9.2.3. A Family of Tight Inputs
The following is a family of tight inputs that shows that the algorithm does not achieve an approximation ratio better than \(\frac{H_n}{1+\epsilon}\) for any \(\epsilon > 0\): For an arbitrary \(n\), an input where the algorithm achieves an approximation ratio of exactly \(\frac{H_n}{1+\epsilon}\) consists of a universe \(U = \{1, \ldots, n\}\) and \(n+1\) sets \(S_1, \ldots S_{n+1}\).

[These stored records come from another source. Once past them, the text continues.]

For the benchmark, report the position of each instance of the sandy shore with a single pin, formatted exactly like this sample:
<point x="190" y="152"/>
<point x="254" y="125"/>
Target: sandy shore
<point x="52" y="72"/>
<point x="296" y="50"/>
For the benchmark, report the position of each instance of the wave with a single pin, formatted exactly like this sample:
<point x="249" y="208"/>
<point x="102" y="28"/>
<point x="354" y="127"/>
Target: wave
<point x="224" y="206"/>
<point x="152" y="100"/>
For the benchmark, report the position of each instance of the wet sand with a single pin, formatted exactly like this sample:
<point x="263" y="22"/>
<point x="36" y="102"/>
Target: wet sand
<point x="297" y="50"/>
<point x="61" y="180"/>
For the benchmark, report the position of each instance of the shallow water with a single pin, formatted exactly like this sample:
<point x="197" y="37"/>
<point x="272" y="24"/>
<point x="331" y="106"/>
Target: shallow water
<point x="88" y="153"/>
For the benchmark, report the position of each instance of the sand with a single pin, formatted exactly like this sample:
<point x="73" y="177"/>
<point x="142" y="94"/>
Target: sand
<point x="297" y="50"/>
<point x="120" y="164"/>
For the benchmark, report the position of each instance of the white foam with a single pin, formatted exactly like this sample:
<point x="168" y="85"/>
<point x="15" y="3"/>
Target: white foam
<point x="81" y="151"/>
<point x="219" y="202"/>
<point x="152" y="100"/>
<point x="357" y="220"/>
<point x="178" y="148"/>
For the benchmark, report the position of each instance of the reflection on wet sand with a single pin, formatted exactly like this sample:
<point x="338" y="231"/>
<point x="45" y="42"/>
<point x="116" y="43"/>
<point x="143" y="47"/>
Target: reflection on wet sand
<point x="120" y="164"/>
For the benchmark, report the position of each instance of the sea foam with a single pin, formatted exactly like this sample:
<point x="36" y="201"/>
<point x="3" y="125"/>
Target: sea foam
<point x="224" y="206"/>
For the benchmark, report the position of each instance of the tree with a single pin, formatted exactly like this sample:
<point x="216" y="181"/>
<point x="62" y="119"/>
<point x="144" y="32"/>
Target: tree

For \(1 \le i \le n\), the \(i\)th set is \(S_i = \{i\}\) and has weight \(w_{S_i} = \frac{1}{n-i+1}\). The \((n+1)\)st set is \(S_{n+1} = \{1, \ldots, n\}\) and has cost \(w_{S_{n+1}} = 1 + \epsilon\). See Figure 9.9.
Figure 9.9: Coming soon!
The optimal set cover covers \(U\) using \(S_{n+1}\). The cost of this set cover is \(1 + \epsilon\). However, the greedy algorithm runs for \(n\) iterations on this input and picks the set \(S_i\) in the \(i\)th iteration. Indeed, after picking sets \(S_1, \ldots, S_{i-1}\) in the previous \(i-1\) iterations, the set \(S_i\) has amortized cost \(\frac{1}{n-i+1}\) because the only element \(i \in S_i\) is not covered by \(S_1, \ldots, S_{i-1}\). Any set \(S_j\) with \(i < j \le n\) has amortized cost \(\frac{1}{n-j+1} > \frac{1}{n-i+1}\). The set \(S_{n+1}\) has amortized cost \(\frac{1 + \epsilon}{n - i + 1} > \frac{1}{n - i + 1}\) because the elements \(1, \ldots, i-1\) are already covered by \(S_1, \ldots, S_{i-1}\). Thus, the \(i\)th iteration picks the set \(S_i\). The set cover computed by the greedy algorithm is thus \({S_1, \ldots, S_n}\), which has cost \(\sum_{i=1}^n \frac{1}{n - i + 1} = H_n = \frac{H_n}{1 + \epsilon} \cdot \textrm{OPT}\).